Before her death, Niamh helped lead a major fundraising drive for local autistic children through one of the school’s Transition Year companies.
They collected hundreds of old mobile phones which they exchanged for 11 iPods, two iPads and two laptops, which were given as teaching aids to autistic children attending the local Rossa College and St Patrick’s National School.
In addition, they also helped supply applications for picture exchange communications systems (PECS), which are particularly useful learning tools for autistic children.
The selfless teenager, whose younger brother Stephen has autism, won a number of awards for her charity work. She won a Garda Youth Achievement Award and the National Lions Youth Award.
Days before she died, she was supposed to take part in the international Lions competition in Birmingham in England.
Niamh’s mother Jean said her daughter became friendly with Mr Duffy after meeting him after he performed in a play at the Everyman Theatre, Cork, last Christmas.
Mr Duffy is also patron of Irish Autism Action, and he will be accompanied to the memorial opening at Niamh’s former school by Kevin Whelan, the autism organisation’s chief executive. The school will unveil a special bench and plant a cherry blossom tree in Niamh’s memory.

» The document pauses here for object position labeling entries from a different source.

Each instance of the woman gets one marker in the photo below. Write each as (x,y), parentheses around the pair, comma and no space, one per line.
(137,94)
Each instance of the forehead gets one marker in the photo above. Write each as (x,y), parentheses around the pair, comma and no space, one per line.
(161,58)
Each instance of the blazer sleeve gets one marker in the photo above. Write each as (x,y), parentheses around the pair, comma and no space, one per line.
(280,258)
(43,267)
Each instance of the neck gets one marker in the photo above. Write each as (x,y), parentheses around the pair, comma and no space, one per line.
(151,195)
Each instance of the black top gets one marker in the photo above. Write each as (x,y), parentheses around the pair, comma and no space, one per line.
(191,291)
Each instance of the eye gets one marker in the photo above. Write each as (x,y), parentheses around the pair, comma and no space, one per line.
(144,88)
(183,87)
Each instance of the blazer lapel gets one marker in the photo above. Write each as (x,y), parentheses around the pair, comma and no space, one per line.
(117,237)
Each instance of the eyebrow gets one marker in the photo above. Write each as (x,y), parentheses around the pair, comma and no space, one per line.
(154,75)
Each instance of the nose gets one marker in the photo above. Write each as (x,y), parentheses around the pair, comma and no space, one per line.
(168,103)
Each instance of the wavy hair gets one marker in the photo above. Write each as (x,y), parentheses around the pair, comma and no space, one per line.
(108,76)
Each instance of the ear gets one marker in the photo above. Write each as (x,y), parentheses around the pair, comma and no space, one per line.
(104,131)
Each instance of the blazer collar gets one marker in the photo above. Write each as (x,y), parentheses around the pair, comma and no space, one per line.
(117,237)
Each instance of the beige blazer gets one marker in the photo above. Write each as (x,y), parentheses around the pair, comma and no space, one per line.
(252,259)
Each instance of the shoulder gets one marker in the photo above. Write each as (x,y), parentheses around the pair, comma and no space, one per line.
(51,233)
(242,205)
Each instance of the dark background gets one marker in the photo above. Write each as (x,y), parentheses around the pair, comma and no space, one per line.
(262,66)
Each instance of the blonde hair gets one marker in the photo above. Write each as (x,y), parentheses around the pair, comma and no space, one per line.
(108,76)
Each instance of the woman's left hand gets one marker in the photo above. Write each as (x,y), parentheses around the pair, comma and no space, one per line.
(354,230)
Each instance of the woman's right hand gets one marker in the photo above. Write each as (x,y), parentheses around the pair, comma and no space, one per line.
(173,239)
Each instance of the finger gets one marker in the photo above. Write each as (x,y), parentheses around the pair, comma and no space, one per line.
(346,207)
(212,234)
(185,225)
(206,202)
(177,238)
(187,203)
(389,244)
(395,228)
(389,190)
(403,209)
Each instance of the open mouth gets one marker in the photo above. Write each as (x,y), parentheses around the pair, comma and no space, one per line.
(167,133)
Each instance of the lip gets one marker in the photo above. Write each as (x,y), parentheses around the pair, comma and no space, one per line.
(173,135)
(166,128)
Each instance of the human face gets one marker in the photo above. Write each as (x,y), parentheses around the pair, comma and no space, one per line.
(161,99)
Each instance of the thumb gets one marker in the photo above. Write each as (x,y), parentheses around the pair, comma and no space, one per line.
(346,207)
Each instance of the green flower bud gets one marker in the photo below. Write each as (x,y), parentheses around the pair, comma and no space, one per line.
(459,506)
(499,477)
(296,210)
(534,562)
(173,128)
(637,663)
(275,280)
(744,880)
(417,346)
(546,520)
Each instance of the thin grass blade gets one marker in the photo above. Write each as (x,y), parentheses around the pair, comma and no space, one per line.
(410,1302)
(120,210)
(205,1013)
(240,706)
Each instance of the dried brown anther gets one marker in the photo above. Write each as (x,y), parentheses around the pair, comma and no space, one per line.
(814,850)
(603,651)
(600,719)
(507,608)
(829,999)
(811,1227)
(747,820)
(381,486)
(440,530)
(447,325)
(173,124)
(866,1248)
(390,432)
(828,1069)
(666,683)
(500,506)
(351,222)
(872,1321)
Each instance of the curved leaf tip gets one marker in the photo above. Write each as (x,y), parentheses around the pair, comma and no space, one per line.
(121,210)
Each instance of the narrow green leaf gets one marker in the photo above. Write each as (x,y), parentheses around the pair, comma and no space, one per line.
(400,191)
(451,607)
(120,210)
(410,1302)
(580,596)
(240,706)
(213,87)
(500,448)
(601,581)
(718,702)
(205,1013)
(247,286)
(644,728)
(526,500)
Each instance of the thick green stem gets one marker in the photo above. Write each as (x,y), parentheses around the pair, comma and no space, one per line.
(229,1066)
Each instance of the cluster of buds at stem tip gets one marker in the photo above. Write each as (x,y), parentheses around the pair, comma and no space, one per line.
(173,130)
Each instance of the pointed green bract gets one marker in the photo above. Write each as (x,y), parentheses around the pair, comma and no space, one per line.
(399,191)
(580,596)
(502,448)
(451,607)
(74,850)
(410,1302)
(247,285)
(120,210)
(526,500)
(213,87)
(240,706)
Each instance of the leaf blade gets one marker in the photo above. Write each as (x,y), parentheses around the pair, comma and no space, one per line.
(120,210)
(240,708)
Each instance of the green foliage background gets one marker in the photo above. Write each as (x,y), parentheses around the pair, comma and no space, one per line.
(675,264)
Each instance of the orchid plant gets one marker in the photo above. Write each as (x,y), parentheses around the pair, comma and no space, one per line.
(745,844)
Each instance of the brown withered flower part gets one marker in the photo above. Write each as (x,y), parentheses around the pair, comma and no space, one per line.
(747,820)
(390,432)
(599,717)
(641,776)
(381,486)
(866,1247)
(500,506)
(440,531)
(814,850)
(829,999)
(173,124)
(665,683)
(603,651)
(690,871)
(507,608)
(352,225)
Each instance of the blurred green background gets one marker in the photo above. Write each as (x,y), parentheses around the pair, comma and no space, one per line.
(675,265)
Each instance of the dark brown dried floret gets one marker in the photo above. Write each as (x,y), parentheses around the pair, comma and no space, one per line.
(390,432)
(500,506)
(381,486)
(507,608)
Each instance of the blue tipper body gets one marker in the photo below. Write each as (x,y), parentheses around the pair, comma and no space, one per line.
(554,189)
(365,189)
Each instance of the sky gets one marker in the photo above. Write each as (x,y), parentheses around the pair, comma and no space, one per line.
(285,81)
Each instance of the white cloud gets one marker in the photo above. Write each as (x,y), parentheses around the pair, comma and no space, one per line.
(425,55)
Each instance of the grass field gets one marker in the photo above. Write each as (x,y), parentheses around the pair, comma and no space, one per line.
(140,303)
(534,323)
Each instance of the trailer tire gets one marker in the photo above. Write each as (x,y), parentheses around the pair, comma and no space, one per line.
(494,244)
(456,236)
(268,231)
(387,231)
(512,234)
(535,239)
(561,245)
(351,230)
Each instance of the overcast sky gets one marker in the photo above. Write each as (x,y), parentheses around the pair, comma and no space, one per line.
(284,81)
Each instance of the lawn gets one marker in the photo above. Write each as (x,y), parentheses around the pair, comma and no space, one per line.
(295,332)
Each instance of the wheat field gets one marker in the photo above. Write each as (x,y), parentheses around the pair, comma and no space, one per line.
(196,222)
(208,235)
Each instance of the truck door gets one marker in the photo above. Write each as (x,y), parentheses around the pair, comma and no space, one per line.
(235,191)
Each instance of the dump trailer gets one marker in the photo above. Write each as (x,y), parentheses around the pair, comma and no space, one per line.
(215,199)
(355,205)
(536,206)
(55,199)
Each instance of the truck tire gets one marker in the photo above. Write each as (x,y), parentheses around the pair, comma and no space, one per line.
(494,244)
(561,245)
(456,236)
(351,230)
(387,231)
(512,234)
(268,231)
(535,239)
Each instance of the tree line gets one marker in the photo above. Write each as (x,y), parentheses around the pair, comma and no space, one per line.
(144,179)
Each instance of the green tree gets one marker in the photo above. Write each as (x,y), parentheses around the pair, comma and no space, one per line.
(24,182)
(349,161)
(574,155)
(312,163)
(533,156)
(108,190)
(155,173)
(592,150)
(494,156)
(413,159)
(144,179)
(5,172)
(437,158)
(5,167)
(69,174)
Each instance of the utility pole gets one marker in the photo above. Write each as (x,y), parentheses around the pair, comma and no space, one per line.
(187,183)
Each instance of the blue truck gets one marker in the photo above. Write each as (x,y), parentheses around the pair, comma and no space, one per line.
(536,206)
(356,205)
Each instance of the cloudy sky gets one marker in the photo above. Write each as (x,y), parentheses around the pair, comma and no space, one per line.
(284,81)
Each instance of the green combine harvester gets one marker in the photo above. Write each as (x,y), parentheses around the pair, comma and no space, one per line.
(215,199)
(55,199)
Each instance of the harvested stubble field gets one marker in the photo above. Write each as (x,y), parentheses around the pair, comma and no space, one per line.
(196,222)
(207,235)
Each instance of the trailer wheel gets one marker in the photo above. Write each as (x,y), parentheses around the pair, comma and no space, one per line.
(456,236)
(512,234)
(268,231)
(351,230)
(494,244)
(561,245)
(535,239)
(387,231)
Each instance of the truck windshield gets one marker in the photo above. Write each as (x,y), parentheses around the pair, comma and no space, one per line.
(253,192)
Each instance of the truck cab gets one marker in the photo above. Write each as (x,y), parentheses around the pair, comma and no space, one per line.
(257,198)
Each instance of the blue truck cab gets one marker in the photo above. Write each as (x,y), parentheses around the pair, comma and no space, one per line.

“The bench will have Niamh’s name on it,” said Jean. “It will also have a heart, which signifies her love of school, and a jigsaw which is the symbol of autism. It will also have pictures of cows. She had a fascination with them.”
Mr Duffy and Mr Whelan plan to visit Niamh’s grave before going to the autistic units at the local schools.
Jean said her family had received tremendous support from the staff and pupils of Mercy Heights after her daughter died, and felt it was fitting that the memorial would be unveiled at the school.